For more information, see Amazon OpenSearch Service Pricing
UltraWarm is a tier for OpenSearch Service that provides a cost-effective way to store large amounts of read-only data on OpenSearch Service. Rather than attached storage, UltraWarm nodes use S3 and a sophisticated caching solution to improve performance. For indexes that you are not actively writing to, query less frequently, and don't need the same performance from, UltraWarm offers significantly lower costs per GiB of data. Because warm indices are read-only unless you return them to hot storage, UltraWarm is best-suited to immutable data, such as logs.
Performance
Performance of OpenSearch Service depends on multiple factors including instance type, workload, index, number of shards used, read replicas, and storage configurations – instance storage or EBS storage (general purpose SSD). Indexes are made up of shards of data which can be distributed on different instances in multiple Availability Zones.

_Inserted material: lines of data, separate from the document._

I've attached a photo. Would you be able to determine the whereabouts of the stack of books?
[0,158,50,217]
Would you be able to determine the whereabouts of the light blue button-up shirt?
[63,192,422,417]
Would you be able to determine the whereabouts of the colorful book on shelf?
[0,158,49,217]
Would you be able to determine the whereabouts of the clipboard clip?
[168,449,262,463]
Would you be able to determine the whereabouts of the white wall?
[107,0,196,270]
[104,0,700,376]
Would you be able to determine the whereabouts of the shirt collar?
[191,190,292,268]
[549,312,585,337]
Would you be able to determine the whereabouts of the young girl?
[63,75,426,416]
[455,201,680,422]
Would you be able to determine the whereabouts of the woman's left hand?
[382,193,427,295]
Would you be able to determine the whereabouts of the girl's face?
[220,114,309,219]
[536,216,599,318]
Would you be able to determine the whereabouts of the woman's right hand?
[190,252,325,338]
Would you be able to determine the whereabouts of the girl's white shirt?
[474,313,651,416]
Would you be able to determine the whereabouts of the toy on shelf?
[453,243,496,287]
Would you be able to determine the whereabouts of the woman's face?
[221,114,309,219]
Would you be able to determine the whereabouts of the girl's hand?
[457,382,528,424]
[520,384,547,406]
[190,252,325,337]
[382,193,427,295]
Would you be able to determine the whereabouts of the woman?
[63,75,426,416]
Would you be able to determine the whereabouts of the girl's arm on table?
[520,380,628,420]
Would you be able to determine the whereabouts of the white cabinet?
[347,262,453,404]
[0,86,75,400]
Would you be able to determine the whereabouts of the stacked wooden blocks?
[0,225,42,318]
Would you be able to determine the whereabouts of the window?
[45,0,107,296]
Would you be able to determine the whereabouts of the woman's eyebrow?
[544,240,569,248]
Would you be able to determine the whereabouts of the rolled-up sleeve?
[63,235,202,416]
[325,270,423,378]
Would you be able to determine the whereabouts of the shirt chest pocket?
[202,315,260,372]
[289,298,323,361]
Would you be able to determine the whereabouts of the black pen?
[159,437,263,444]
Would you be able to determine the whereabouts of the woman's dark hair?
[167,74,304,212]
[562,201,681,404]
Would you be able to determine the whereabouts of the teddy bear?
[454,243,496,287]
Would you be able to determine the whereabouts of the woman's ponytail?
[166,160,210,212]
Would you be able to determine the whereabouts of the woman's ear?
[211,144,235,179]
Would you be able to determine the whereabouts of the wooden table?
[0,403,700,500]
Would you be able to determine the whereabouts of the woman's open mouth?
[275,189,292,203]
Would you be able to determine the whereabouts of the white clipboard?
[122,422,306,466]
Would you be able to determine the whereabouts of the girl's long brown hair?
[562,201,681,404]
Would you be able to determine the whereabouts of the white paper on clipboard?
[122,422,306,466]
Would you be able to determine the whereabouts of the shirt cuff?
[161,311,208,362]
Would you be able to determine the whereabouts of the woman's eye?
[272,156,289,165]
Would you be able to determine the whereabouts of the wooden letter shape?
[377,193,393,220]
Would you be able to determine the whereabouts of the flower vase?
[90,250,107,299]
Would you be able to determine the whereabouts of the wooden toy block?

Read replica of the shards are maintained by OpenSearch Service in a different Availability Zone if zone awareness is checked. OpenSearch Service can use either the fast SSD instance storage for storing indexes or multiple EBS volumes. A search engine makes heavy use of storage devices and making disks faster will result in faster query and search performance. Leveraging Graviton2 instances can also improve indexing throughput, indexing latency reduction, and query performance, in comparison with the corresponding x86-based instances from the current generation.
Durability and availability
You can configure your OpenSearch Service domains for high availability by enabling the Zone Awareness option either at domain creation time or by modifying a live domain. When Zone Awareness is enabled, OpenSearch Service distributes the instances that support the domain across two different Availability Zones. Then, if you enable replicas in OpenSearch Service, the instances are automatically distributed in such a way as to deliver cross-zone replication. You can build data durability for your OpenSearch Service domain through automated and manual snapshots.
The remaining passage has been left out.